Question: How do I know which type of bond is most appropriate for an investor? They all seem pretty similar.
Most Bonds are designed to provide investors with regular interest payments and are most suitable for investors who have an income investment objective. Matching the particular type of bond to the investor’s profile is the key to answering the questions correctly. In the question there will be keys that help you identify which bond is the most appropriate and therefore correct choice. Key factors include such things as are they looking for maximum income or safety of principal. If they are seeking maximum income corporate bonds are going to be the best choice. Investors who are seeking safety of principal should be placed in the highest rated bond choice in the question. Treasury securities are often the correct choice here. Keep in that shorter term investments carry less interest rate risk. For the most risk adverse investors a money market fund may be the correct choice. There is no market risk and the money market fund will provide some level of income. Treasury bills are not the correct choice for investors seeing income. Remember that Treasury bills are issued at a discount and mature at the par value. Municipal bonds are best for investors who have an income objective but who do not want to incur additional tax obligations. Investors in higher tax brackets benefit the most from investments in municipal bonds. Investors who are in lower tax brackets will be better off investing in corporate bonds of equal quality.
What is the difference between a reverse stock split and...
Question: What is the difference between a reverse stock split and a forward stock split? Do I have to know how to calculate these for the exam?

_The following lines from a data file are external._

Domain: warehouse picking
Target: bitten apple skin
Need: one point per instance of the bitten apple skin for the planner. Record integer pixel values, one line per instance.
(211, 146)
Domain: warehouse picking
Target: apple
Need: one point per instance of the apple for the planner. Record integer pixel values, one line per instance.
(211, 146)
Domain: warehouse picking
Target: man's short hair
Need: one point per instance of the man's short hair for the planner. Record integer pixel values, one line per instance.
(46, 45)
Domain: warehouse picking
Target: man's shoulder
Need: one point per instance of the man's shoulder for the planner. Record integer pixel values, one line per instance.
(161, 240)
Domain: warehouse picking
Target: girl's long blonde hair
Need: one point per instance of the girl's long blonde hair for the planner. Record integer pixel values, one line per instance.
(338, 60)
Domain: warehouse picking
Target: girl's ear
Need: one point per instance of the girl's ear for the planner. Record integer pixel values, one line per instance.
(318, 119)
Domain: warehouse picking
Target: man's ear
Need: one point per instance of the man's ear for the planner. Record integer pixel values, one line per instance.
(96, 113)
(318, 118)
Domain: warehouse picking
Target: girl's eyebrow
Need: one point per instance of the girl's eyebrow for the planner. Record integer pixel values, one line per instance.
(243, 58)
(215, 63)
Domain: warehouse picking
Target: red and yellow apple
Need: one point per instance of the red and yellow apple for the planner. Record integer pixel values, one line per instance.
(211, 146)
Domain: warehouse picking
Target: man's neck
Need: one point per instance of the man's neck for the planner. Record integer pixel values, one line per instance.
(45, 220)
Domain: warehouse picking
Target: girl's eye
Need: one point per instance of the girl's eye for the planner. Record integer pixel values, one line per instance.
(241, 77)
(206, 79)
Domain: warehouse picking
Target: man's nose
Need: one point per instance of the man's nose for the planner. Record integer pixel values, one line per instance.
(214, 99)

Corporations declare forward and reverse stock splits for very different reasons. When the price of a stock increases to the point where the price makes it too high for many retail investors to purchase a round lot ( typically 100 shares) corporations will often declare a forward stock split. The impact of the forward stock split reduces the market price of the stock making it more attractive to individual investors. For example, let's assume XYZ is tracking in the market at $100 per share and the company declares a 2 for 1 split. As a result of the split XYZ will now be priced at $50 per share. Making it more attractive to individual investors. An investor who owned 100 shares of XYZ before the split value at $100 per share would now own 200 shares of XYZ valued at $50 each. The value of their holdings would not change. Their ownership would be valued at $10,000 before and after the split. To calculate the ownership take the number of shares and multiply it by the split as a fraction 2/1 and you multiply the share price by the reciprocal of the split as a fraction ½. If they are going to test you on an uneven split it will probably be a 3:2 split. Reverse splits on the other hand are effected to increase the price of a stock to make the stock more attractive to institutional investors. Many institutions do not want to purchase shares of stock trading below $5 or $10 per share. In these cases the reverse stock split reduces the number of shares and increases the market price of the stock For example, If ABC was trading in the market at $4 per share and ABC declared a 1 for 10 reverse split ABC would now be trading in the market at $40 per share. An investor who owned 1,000 shares at $4 per share before the split would now own 100 shares at $40 each. The value of the investor’s holdings remained unchained. Their ownership is $4,000 before and after the split.